Qual é a cor da minha forma, do meu sentir? – pergunta Cruz e Sousa. Entretanto, o que está a acontecer no resto do mundo? Consulta a Tábua Cronológica.
Rio de Janeiro: numa confeitaria elegante, nos anos de 1890, um grupo de escritores saúda, em voz alta, o jovem que se encontra à porta:
- Entra, ó Cruz e Sousa! Entra, ó grande poeta!
A ênfase dada à saudação explica-se por se tratar de um jovem negro, que corre o risco de ser ofendido, ou até escorraçado da confeitaria. A escravidão já fora abolida oficialmente, mas contra o preconceito não houve decreto, não houve lei...
João da Cruz e Sousa ouve a saudação dos amigos, até entende sua intenção de evitar-lhe uma situação constrangedora, mas fita-os com olhos tristes, como se pensasse: “Canalhas!” Tanto mais que, próximo ao grupo dos amigos e fiéis admiradores, encontra-se um rosto estranho, que o observa com olhar curioso, o que chega a ser irritante... Quem é esse homem desconhecido, que perscruta o poeta? Seria mais um dos seus contendores, provocadores, mais alguém prestes a repudiá-lo abertamente nos jornais?

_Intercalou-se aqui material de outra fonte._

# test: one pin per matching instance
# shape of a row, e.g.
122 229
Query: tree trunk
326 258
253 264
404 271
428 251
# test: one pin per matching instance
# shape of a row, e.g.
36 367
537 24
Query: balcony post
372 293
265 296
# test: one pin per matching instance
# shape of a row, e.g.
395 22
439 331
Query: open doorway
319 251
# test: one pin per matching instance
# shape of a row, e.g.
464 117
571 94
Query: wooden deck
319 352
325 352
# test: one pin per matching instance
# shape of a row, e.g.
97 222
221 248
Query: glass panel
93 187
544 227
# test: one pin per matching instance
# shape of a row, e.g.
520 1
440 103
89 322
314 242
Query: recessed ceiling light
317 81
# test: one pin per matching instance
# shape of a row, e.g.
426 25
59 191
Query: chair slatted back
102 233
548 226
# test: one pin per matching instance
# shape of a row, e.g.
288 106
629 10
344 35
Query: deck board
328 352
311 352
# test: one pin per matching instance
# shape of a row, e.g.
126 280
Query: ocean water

Toda sua vida fora, até então, permeada por essa mesma sensação de discriminação, de rebaixamento. Até o modo afetivo como alguns de seus “seguidores” a ele se referem – o Poeta Negro – parece um estigma. Ninguém diz “poeta branco”. No Brasil escravocrata, “poeta” e “negro” são elementos que não se casam, indicam uma verdadeira aberração... Mas a dor de ser discriminado pode não ser muito diferente da grande Dor de ser homem.
Qual é a cor da minha forma, do meu sentir? Qual é a cor da tempestade de dilacerações que me abala? Qual a dos meus sonhos e gritos? Qual a dos meus desejos e febre?
Uma revolta amargurada o paralisa e, por algum (quanto?) tempo, suas atenções se deslocam do exterior, da confeitaria, do constrangimento, das amarras sociais, para o interior, sua alma, presa num cárcere severo. Às vezes é preciso invocar o ódio para suportar a dor:
Ò meu ódio, meu ódio majestoso,
Meu ódio santo e puro e benfazejo,
Unge-me a fronte com teu grande beijo,
Torna-me humilde e torna-me orgulhoso.
(...)
O poeta lembra-se de que sempre precisara de um escudo. Podia ser o Ódio. Podia ser a crença em si mesmo, na própria sensibilidade superior. Podia ser a Dor. O desdém pelos chamados “detentores” do poder e do saber, o desprezo pelos ditadores de regras. Podia ser a Arte, esse escudo, esse Broquel: esses Broquéis.